Decreased protein levels of key insulin signalling molecules in adipose tissue from young men with a low birthweight - potential link to increased risk of diabetes?

Aims/hypothesis Individuals with low birthweight are at increased risk of type 2 diabetes mellitus. However, the underlying molecular mechanisms are unknown. Previously we have shown that low birthweight is associated with changes in muscle insulin signalling proteins. Here we determined whether low birthweight is associated with changes in insulin signalling proteins in adipose tissue. Methods Men (age 23 years) with either a low (bottom 10th percentile) (n = 17) or a normal (50th-90th percentile) (n = 17) birthweight were recruited from the Danish Medical Birth Registry and subcutaneous adipose biopsies were taken.
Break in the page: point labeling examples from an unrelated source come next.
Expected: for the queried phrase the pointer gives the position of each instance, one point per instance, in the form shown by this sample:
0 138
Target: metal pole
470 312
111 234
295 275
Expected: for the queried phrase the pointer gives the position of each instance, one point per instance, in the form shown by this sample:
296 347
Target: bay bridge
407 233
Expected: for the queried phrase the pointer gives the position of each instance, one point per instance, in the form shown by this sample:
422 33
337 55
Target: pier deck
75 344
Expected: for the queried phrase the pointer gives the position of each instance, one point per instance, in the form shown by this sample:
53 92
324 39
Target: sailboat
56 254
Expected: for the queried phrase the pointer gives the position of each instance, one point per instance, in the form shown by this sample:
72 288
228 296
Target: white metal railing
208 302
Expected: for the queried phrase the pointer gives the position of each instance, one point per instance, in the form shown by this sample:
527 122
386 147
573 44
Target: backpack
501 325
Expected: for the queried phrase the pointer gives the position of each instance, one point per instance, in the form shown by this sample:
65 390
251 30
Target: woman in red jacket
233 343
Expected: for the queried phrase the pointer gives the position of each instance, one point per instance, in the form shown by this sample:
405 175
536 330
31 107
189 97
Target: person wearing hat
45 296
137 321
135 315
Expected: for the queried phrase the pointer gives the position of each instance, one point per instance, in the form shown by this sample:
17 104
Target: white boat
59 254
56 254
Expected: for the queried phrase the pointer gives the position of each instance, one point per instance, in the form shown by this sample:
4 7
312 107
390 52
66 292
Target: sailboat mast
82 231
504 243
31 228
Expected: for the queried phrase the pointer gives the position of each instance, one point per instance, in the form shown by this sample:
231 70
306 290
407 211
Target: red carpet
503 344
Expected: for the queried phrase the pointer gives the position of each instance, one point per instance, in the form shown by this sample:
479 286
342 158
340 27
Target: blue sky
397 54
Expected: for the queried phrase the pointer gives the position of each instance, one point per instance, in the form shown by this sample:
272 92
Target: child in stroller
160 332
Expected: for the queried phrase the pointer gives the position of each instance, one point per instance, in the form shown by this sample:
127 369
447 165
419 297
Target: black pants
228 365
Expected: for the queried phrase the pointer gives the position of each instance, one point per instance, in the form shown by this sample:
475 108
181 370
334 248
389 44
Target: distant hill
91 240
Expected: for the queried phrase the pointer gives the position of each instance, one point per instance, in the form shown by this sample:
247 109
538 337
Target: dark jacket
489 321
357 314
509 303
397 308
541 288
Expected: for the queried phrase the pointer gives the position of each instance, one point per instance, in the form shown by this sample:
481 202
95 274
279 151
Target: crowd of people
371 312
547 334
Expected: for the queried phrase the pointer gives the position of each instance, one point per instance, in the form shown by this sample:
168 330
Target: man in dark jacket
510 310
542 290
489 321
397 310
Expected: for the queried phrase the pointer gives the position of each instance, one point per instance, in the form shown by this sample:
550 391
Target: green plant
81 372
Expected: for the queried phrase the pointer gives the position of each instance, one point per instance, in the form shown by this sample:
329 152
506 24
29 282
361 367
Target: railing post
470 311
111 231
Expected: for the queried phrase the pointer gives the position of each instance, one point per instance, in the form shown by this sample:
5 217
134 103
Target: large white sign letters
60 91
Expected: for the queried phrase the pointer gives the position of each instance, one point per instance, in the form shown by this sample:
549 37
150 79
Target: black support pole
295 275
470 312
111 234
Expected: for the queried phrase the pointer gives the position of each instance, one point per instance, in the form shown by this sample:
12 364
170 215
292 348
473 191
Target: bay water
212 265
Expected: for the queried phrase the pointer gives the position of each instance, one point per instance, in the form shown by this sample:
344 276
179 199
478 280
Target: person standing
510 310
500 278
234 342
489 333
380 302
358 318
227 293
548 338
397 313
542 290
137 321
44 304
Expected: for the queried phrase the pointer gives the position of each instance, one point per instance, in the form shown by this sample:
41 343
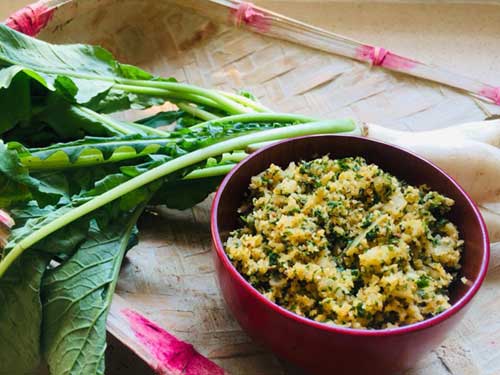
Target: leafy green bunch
71 174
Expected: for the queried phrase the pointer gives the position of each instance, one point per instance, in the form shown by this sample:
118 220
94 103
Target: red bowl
319 348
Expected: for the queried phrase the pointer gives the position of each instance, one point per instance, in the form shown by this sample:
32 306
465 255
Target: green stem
245 101
257 117
219 170
168 89
196 112
148 130
169 167
109 121
170 95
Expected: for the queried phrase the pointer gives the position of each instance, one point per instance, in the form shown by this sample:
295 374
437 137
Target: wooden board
169 276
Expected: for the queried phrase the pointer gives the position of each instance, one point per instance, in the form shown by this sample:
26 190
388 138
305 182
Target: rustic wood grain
170 276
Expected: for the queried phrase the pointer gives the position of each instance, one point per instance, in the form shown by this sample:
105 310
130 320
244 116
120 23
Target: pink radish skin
6 220
470 153
174 357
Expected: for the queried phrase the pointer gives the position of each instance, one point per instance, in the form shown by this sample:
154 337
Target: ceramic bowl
324 349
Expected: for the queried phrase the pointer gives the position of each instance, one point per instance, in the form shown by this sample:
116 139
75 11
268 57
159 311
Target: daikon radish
470 153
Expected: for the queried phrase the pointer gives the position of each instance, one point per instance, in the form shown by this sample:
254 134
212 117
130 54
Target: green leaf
184 194
21 315
165 118
77 296
83 73
16 185
61 243
15 102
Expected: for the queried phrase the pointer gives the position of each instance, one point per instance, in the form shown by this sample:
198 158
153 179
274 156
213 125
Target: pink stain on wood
174 357
6 220
248 15
379 56
492 93
30 20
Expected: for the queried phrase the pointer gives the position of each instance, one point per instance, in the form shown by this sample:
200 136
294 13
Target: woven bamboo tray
291 67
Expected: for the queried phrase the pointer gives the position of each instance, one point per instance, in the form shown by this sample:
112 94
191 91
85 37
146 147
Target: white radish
469 153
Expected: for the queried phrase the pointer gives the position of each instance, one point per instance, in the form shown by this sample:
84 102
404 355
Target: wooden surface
169 276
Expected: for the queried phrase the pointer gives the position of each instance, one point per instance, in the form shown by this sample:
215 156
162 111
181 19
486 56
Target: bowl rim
454 309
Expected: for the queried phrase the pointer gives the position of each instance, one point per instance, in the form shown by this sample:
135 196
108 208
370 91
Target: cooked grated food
345 243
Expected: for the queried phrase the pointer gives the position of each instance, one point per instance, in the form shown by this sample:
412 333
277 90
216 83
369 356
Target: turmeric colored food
345 243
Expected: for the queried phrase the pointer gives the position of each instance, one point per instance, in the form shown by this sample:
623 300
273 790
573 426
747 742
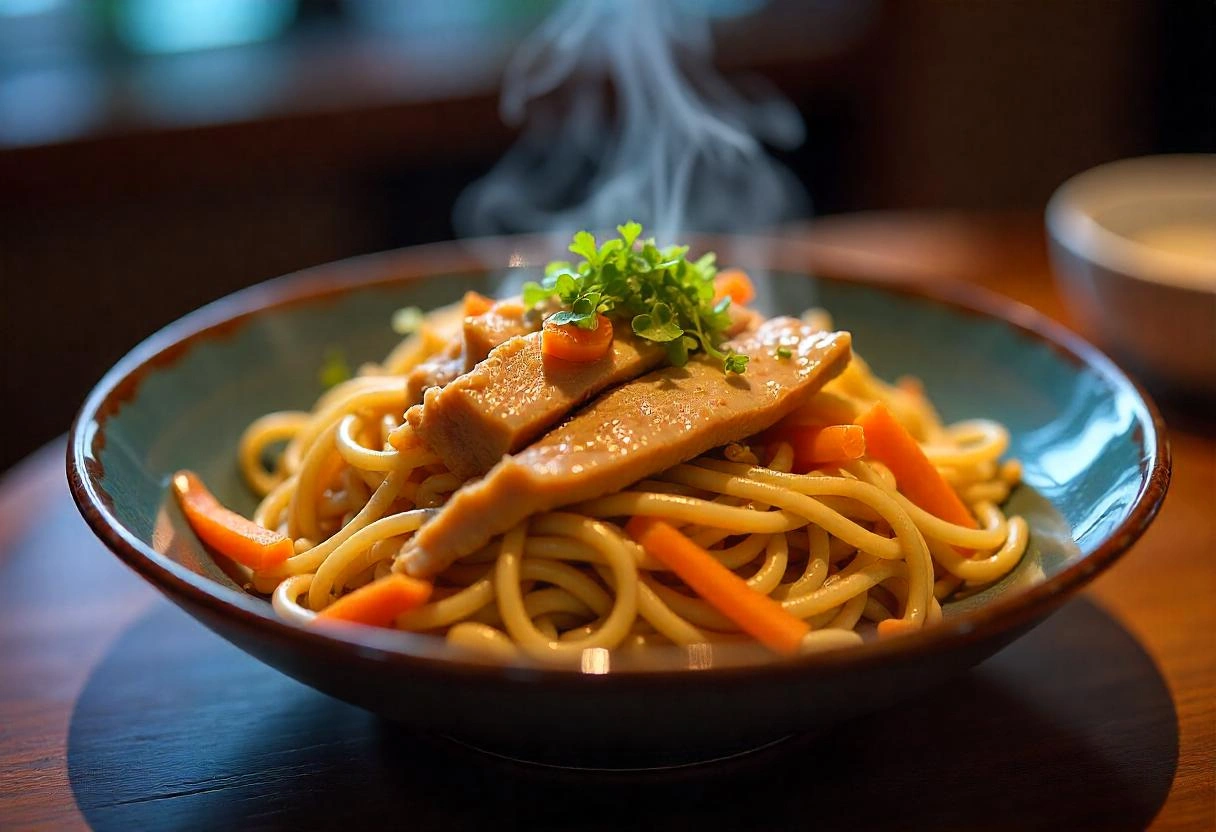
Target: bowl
1133 245
1092 443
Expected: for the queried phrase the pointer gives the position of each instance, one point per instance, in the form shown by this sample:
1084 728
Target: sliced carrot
756 614
817 445
889 442
380 602
736 285
476 304
893 627
573 343
225 530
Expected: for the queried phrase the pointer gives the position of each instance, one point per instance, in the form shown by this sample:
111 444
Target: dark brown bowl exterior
710 710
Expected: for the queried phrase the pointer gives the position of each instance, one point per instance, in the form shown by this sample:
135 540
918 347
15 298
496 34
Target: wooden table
119 712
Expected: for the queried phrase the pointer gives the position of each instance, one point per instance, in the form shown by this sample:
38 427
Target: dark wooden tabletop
119 712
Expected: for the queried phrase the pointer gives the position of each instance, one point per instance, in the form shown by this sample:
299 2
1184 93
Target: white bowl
1133 246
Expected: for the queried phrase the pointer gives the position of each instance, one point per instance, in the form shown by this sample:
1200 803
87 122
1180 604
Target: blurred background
156 155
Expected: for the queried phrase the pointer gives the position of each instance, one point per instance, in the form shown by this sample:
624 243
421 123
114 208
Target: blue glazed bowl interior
1085 436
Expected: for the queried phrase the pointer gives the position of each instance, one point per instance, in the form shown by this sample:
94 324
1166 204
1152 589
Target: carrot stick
380 602
225 530
736 285
888 442
573 343
756 614
817 445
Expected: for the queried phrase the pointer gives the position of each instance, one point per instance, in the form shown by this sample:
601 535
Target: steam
625 117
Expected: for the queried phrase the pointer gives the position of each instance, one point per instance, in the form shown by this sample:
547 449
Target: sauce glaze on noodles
840 549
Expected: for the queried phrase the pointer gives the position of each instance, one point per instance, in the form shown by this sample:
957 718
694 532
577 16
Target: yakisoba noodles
840 547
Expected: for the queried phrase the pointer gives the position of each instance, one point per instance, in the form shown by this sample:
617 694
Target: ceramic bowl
1096 471
1124 240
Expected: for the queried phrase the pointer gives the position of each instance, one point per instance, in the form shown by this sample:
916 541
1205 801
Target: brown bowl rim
315 284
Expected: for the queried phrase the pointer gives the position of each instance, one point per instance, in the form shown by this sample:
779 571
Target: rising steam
624 117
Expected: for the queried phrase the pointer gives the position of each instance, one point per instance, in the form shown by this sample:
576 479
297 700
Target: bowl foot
608 762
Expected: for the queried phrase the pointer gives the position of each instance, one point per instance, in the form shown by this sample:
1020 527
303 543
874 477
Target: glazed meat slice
514 395
637 429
Results Between the two groups there was no difference in protein level of the insulin receptor, protein kinase C zeta, glycogen synthase kinase-3 (GSK3) alpha, GSK3 beta, protein kinase B alpha and beta, peroxisome proliferative activated receptor gamma coactivator 1 or Src-homology-2-containing protein. However, the levels of GLUT4 (also known as solute carrier family 2 [facilitated glucose transporter], member 4 [SLC2A4]) (52 +/- 10.9% reduction, p < 0.01), p85 alpha subunit of phosphoinositide 3-kinase (PI3K) (45 +/- 9% reduction, p < 0.01), p110 beta subunit of PI3K (48 +/- 17% reduction, p = 0.06) and IRS1 (59 +/- 24% reduction, p < 0.05) were reduced in men of low birthweight. Conclusions/interpretation These findings show that low birthweight is associated with reduced levels of adipose insulin signalling proteins, thus providing a potential molecular framework to explain why people with low birthweight are at increased risk of developing type 2 diabetes. These differences precede the development of diabetes and thus may help predict disease risk.